Bernie Sanders's newly released immigration platform could be called the anti-Trump plan. The Vermont senator and 2020 hopeful announced plans that seem to be an overhaul of the Trump administration's immigration policies and include decriminalizing the border, breaking up ICE and CBP, and providing a path to citizenship for undocumented immigrants who have been in the country for five years.
In the plan called "A Welcoming and Safe America for All," Sanders said he will use executive action if Congress does not enact the "commonsense immigration reforms supported by the vast majority of Americans."
"The whole point is to make immigration easier not harder, so people aren't put in a situation where people have to come here without legal status," Sanders' Latino Press Secretary Belén Sisa said.
If Sanders wins the White House, he plans to issue an immediate moratorium on deportations "until a thorough audit of current and past practices and policies is complete," according to the plan.
The senator said he will expand Deferred Action for Childhood Arrivals (DACA) and a related measure for parents and guardians. DACA still protects about 650,000 individuals brought to the United States as children, and allows DREAMers, as DACA recipients are called, the ability to work legally. The Trump administration has said it considers DACA illegal.
Sisa, a DACA recipient herself, helped draft the policy plan. She said the team doesn't "want [immigration] to be a criminal issue. We want it to be humane issue."
"He's the only candidate that has proposed such a progressive plan for immigration," she said.
While candidates often make policy proposals on the campaign trail, many would actually need more legislative approval to enact, Jessica Bolter, a policy analyst at Migration Policy Institute said.
"Looking at the substance of the plan, it seemed like a missed opportunity to put forward a forward-thinking plan.
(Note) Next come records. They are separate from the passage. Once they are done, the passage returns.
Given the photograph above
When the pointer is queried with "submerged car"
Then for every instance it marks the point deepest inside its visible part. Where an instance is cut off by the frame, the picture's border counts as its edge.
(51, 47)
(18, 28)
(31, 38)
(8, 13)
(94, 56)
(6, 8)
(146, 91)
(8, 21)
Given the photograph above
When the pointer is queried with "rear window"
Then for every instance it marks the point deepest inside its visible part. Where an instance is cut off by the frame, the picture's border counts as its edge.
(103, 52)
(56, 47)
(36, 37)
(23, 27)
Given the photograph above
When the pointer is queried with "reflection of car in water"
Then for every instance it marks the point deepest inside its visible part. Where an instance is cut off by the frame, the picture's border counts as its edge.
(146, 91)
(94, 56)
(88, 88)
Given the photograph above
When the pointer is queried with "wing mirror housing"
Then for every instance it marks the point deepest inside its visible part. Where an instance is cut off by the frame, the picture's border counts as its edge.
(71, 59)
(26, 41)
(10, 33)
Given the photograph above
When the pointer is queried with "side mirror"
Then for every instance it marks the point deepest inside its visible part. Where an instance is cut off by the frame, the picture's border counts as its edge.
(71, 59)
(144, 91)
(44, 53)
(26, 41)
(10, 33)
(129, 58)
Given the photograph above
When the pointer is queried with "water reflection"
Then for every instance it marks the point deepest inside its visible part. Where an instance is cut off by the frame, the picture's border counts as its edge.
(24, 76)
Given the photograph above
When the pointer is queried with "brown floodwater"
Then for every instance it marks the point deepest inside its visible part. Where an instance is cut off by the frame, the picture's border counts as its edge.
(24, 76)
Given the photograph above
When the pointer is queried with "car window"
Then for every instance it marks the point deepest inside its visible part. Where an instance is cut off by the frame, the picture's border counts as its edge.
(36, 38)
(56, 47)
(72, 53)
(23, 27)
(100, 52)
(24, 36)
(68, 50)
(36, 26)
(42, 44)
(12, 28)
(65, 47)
A lot of this is focused on undoing policies," she continued.
Bolter said the plan Sanders laid out to "break up" ICE and CBP, which Sisa said involve putting those organizations under the Department of Justice, would require more legislation.
"The Department of Homeland Security was created through legislation. It would need new legislation to restructure the agencies in the ways that [Sanders] has proposed," Bolter said.
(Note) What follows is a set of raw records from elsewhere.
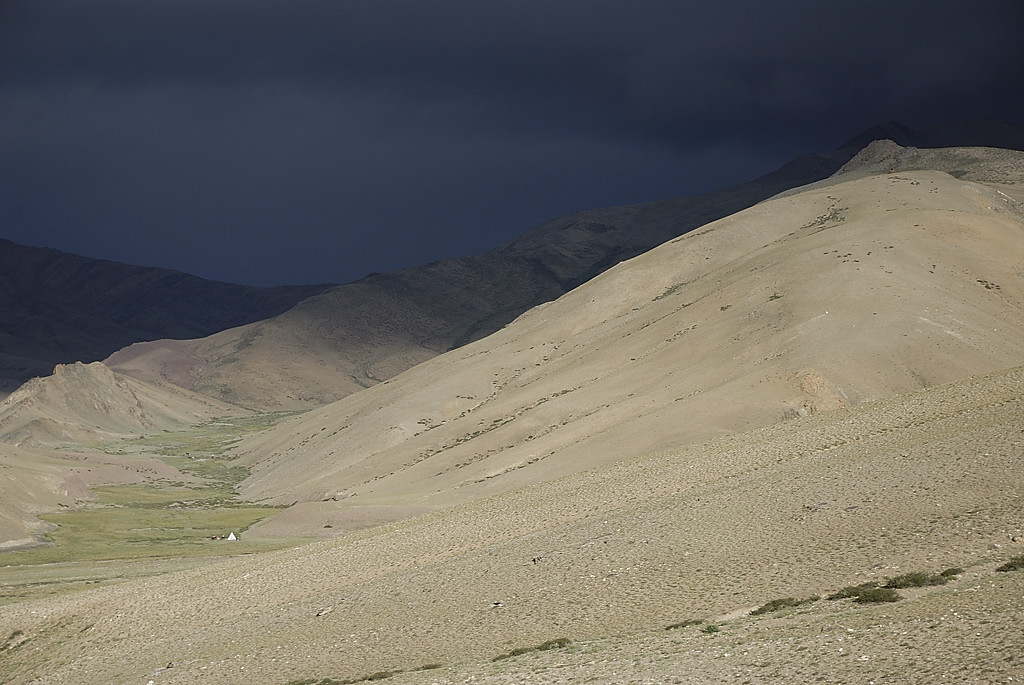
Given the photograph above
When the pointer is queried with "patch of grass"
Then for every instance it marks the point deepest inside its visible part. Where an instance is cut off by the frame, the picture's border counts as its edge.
(128, 531)
(12, 641)
(380, 675)
(853, 590)
(915, 580)
(557, 643)
(783, 603)
(1016, 563)
(878, 596)
(866, 593)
Elizabeth Warren, who like Sanders has also been holding strong near the top of 2020 Democratic presidential polls, said in her immigration policy plan that she would "reshape" ICE and CBP.
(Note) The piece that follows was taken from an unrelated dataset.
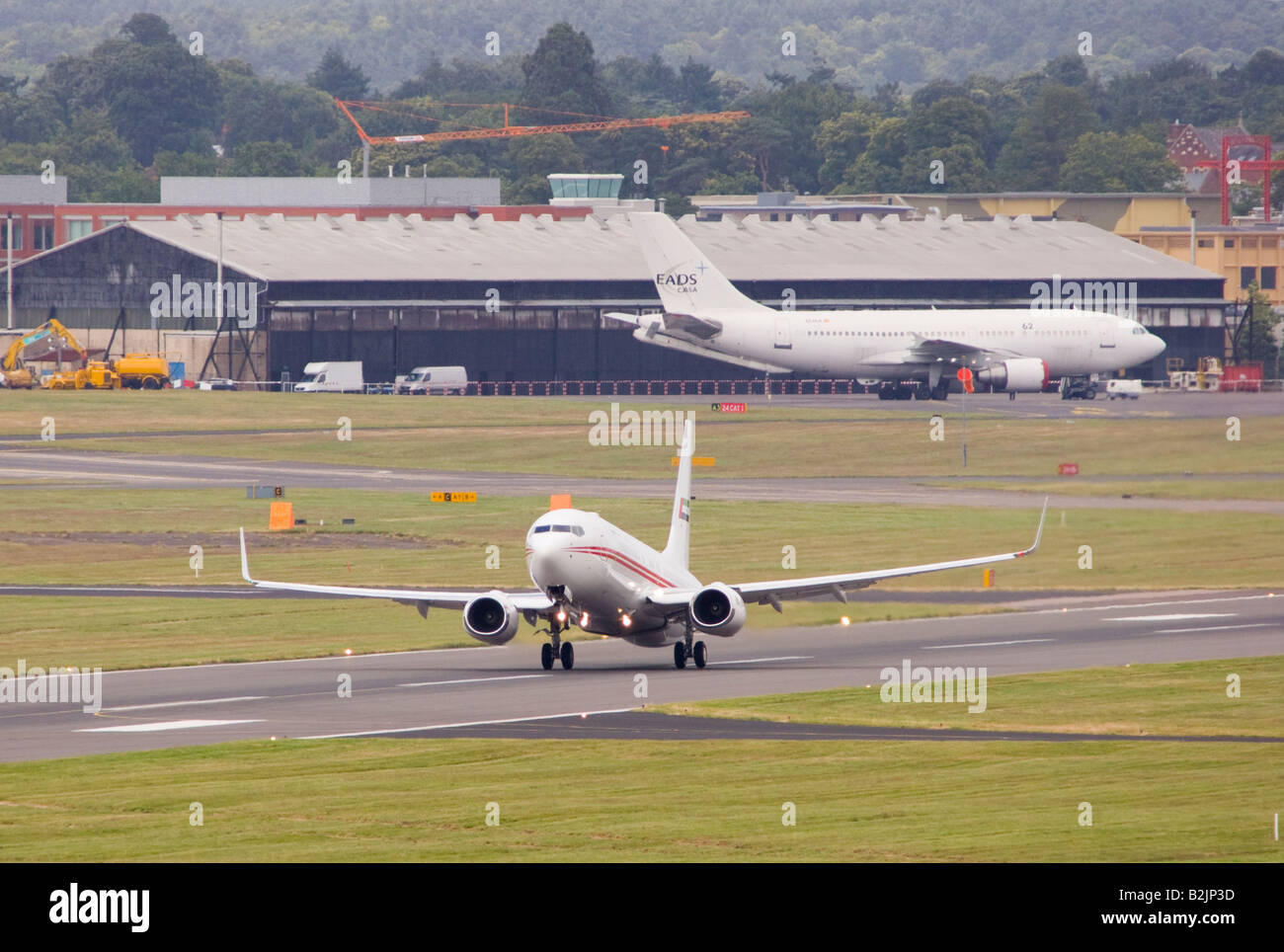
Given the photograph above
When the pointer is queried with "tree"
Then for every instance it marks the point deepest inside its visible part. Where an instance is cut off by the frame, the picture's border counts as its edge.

If Sanders does try to use executive action to accomplish his policy proposals, it could open up opportunities for those who disagree to bring lawsuits against the government, Senior Policy Analyst at the Bipartisan Policy Center Cristobal Ramón said said.
Sanders's plan to use executive action differs from most 2020 candidates in that it is "more straightforward in terms of how he plans to implement it," Ramón said. "But policy plan through executive action may not survive the onslaught of litigation from conservative organizations," he continued.
"If Sanders were to become President, there's no doubt in my mind that conservative groups, conservative governors, and a whole host of different organizations would try to sue the implementation of these policies," he added.